RAMucirumab in combination with TAS102 versus TAS102 monotherapy in metastatic colorectal cancer: Safety results from the phase IIb part of the RAMTAS phase II/III trial of the German AIO (AIO-KRK-0316).

Abstract

3566 Background: Patients (pts) with mCRC progressing on standard chemotherapy have limited therapeutic options. Trifluridine/tipiracil (TAS102) significantly improved survival in patients with refractory mCRC. Ramucirumab (ram) is approved in combination with FOLFIRI for second-line treatment. There is a strong rationale to evaluate the efficacy and safety of ram in combination with TAS102 in pts with refractory mCRC. Methods: This is a randomized, open-label, multicenter, starting as phase IIb and extended to a phase III study in pts with advanced mCRC. Eligible pts were randomized to receive either ram (8 mg/kg on d1+15, q4w) and TAS102 (35 mg/m² on d1-5 and d8-12, q4w, arm A) or TAS102 alone (arm B).

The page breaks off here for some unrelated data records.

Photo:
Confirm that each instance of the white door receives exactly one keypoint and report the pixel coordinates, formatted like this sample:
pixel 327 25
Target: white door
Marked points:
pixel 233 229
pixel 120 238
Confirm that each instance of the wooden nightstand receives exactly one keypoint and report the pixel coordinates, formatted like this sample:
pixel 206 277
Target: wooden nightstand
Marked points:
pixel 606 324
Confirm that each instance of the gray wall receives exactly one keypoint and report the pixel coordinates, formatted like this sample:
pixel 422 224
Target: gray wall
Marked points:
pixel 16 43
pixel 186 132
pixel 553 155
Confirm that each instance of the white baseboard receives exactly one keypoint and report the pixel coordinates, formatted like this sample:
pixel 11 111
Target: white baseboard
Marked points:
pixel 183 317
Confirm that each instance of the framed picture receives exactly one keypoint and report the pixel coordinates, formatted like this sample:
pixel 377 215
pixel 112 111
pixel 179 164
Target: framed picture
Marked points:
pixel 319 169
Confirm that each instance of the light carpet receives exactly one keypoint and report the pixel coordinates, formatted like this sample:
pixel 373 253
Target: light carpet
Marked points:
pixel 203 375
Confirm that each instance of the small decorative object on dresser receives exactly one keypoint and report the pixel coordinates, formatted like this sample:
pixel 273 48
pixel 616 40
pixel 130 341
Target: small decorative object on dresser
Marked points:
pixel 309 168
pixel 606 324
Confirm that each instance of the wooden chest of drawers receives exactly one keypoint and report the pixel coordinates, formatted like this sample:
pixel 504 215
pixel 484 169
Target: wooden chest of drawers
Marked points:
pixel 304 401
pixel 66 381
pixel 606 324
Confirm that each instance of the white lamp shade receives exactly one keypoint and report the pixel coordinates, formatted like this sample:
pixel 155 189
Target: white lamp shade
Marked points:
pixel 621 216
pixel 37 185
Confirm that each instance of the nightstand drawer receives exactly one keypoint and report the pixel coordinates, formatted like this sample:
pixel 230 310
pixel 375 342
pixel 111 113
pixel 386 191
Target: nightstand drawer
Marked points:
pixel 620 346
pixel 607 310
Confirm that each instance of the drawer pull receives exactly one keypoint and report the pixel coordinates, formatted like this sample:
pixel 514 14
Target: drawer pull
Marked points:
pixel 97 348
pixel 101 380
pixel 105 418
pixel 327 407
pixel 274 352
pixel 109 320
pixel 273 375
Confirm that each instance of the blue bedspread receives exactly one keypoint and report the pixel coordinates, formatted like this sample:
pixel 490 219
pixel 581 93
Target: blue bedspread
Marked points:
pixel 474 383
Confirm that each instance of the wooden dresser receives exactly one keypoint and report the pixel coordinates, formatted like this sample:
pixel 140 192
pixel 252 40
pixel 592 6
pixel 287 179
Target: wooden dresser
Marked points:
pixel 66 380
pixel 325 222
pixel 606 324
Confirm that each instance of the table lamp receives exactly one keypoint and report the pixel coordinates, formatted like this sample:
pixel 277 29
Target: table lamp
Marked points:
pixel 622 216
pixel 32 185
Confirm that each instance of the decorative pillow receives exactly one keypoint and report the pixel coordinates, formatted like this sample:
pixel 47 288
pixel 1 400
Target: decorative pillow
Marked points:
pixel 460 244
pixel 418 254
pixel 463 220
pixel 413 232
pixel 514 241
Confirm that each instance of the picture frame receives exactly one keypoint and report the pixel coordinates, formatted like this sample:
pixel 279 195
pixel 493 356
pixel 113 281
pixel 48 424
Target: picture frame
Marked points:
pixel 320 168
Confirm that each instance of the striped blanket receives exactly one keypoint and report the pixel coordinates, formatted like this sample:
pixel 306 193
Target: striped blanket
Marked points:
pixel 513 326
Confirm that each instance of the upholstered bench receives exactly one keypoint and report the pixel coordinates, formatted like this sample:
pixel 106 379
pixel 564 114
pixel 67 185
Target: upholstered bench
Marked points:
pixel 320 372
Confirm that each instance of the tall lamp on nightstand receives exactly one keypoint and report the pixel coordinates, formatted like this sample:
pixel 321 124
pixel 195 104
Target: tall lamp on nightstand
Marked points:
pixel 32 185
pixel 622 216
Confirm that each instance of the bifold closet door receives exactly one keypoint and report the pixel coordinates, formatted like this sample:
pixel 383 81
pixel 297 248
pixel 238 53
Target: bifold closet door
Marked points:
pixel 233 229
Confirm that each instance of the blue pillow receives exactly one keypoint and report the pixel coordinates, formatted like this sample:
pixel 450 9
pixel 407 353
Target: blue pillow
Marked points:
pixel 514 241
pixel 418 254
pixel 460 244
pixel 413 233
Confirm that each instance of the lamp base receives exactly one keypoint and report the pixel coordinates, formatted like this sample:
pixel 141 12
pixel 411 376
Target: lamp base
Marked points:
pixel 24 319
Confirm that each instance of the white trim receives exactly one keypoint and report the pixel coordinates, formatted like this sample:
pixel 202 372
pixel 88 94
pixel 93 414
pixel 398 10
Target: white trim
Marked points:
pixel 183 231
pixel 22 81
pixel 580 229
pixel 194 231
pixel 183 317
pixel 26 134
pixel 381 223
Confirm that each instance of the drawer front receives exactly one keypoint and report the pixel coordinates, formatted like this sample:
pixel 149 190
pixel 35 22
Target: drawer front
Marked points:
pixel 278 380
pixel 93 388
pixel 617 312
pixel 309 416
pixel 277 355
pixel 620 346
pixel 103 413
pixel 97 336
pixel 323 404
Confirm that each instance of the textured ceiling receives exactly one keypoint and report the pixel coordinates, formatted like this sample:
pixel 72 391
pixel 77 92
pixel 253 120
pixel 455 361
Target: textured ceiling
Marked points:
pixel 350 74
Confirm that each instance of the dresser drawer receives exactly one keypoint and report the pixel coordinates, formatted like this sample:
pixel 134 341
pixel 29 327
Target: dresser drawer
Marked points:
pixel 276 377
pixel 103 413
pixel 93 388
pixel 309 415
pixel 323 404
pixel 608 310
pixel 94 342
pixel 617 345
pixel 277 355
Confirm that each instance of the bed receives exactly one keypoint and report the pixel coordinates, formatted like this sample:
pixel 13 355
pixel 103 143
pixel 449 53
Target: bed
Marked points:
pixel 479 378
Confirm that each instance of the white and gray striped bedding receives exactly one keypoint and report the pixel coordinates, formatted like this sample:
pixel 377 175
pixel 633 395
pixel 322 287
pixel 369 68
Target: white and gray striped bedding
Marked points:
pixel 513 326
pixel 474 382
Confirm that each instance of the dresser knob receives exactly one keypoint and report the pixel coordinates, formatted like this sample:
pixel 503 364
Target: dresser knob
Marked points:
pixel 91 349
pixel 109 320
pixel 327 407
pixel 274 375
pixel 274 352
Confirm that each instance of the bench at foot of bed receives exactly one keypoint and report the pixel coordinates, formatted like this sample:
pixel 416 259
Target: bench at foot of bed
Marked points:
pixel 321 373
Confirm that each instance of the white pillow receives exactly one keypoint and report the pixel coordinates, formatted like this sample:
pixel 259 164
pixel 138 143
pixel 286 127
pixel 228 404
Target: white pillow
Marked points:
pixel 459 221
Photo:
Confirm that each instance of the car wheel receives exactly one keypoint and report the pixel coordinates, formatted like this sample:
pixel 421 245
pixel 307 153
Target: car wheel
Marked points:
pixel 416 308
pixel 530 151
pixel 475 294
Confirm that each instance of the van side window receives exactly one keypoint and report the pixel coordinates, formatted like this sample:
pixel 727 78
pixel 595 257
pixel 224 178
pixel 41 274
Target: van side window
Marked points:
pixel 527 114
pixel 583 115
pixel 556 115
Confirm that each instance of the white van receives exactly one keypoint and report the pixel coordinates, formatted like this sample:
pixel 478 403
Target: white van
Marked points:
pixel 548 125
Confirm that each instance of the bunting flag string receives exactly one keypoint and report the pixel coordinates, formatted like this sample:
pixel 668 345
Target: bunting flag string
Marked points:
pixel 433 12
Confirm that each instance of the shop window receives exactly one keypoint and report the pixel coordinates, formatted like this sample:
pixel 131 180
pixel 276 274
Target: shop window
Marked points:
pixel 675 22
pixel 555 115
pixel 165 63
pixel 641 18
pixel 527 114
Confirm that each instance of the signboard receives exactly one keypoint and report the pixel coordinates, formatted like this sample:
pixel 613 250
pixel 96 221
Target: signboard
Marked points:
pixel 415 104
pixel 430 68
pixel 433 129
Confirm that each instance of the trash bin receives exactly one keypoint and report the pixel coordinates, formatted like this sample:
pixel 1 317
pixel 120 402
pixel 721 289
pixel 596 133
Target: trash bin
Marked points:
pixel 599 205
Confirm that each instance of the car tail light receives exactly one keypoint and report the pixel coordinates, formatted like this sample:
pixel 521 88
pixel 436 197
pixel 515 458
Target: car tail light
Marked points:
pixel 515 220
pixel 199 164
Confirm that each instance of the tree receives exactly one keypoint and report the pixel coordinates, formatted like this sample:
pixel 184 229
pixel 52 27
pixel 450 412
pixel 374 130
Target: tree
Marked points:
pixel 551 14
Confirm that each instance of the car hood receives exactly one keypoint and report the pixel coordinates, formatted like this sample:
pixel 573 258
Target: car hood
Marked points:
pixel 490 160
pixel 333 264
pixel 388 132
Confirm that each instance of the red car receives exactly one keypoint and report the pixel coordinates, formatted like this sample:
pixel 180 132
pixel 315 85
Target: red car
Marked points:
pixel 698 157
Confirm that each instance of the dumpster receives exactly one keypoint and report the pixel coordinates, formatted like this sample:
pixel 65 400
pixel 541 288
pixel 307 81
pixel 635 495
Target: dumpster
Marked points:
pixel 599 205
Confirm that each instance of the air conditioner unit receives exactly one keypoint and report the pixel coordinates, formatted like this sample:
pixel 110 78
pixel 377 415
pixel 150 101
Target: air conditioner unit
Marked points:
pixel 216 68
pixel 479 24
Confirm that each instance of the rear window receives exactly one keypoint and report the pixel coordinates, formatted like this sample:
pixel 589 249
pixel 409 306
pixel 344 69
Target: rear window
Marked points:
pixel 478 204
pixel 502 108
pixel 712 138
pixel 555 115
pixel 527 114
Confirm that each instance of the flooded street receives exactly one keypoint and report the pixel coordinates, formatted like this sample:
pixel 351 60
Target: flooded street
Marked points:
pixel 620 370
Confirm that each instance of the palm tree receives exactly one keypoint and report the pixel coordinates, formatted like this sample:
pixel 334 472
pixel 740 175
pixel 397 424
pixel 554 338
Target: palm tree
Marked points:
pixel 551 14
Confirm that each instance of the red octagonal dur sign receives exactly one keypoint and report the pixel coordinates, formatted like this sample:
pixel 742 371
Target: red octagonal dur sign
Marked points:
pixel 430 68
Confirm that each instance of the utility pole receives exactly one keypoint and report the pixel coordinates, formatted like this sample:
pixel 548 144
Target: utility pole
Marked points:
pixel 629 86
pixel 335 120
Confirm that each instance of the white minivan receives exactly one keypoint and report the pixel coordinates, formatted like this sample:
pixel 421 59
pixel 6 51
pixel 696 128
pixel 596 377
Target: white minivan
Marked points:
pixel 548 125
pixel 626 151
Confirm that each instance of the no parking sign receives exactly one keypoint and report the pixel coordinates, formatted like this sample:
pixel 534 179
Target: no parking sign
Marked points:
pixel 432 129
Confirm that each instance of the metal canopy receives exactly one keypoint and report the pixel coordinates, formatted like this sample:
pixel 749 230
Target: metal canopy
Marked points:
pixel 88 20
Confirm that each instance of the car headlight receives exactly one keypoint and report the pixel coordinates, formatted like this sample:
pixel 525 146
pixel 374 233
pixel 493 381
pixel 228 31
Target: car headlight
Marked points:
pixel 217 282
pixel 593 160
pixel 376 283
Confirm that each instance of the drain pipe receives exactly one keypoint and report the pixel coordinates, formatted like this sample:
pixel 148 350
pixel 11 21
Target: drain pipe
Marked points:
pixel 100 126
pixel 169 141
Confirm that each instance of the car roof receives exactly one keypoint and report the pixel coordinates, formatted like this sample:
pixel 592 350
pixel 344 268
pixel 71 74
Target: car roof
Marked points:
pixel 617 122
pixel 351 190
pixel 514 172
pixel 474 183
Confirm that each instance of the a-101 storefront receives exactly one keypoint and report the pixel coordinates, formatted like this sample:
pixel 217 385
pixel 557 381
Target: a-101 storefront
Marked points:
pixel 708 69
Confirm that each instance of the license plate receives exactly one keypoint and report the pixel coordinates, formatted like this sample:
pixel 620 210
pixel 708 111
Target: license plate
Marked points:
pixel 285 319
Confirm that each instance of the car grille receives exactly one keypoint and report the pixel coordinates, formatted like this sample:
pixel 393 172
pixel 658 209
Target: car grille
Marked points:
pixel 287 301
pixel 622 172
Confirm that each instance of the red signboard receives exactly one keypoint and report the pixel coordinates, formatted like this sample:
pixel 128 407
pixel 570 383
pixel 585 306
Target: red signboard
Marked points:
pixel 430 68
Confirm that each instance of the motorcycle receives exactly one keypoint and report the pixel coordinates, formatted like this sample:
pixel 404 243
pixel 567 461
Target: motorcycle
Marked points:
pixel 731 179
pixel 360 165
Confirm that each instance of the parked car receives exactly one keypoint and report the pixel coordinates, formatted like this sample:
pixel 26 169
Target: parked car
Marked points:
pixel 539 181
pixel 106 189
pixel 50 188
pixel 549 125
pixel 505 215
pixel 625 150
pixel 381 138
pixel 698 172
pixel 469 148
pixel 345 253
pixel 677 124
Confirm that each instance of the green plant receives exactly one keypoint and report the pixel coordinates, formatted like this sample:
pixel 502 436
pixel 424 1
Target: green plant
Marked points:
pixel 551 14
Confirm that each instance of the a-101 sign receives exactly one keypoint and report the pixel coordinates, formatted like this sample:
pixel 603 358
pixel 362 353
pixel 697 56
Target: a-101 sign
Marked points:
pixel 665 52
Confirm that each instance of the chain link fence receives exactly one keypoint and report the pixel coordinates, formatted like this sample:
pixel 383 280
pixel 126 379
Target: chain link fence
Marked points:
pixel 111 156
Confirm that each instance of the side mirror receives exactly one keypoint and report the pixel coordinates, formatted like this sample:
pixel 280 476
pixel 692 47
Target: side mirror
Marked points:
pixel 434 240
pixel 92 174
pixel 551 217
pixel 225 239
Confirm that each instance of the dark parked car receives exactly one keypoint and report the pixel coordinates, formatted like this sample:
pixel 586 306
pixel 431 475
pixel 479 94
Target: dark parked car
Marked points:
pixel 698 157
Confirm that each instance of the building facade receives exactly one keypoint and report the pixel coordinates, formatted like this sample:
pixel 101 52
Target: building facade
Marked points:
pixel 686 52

The primary endpoint is overall survival. A total of 145 pts were enrolled into phase IIb. Here, we present the data from an interim safety analysis comprising the first 80 treated pts. The trial was extended to phase III including a total of 426 pts. Enrolment of additional 281 pts started in Dec 2020. The trial endpoints remained unchanged. Results: Pts (40 arm A, 40 arm B) received a median of 2.5 treatment cycles in arm A and 2 cycles in arm B; 31 pts in treatment arm A and 32 pts in arm B discontinued participation prematurely, mainly due to cancer progression. Most patients developed adverse events (AEs): grade 3 AEs were observed in 28 pts (70%) in arm A (24 treatment-related) and 27 pts (67%, 17 treatment-related) in arm B. More grade 4 AEs were seen in arm A (13 pts, 32.5%) than in arm B (5 pts, 12.5%). In total, 46 Serious AEs (SAEs) occurred, 27 in arm A (10 treatment-related) and 19 in Arm B (2 treatment-related). Five SAEs (3 in arm A, 2 in arm B) had a fatal outcome (one in arm A treatment-related). Within the analyzed population, no SUSAR occurred. Conclusions: This safety analysis demonstrates a minor increase in AEs in the experimental arm but no unexpected events. There were no excessive toxicity or unacceptable risks. In summary, a favorable risk-benefit-profile was confirmed. Based on these safety results and the ongoing need for efficient treatment in the tested population, the trial was extended to phase III. Clinical trial information: NCT03520946.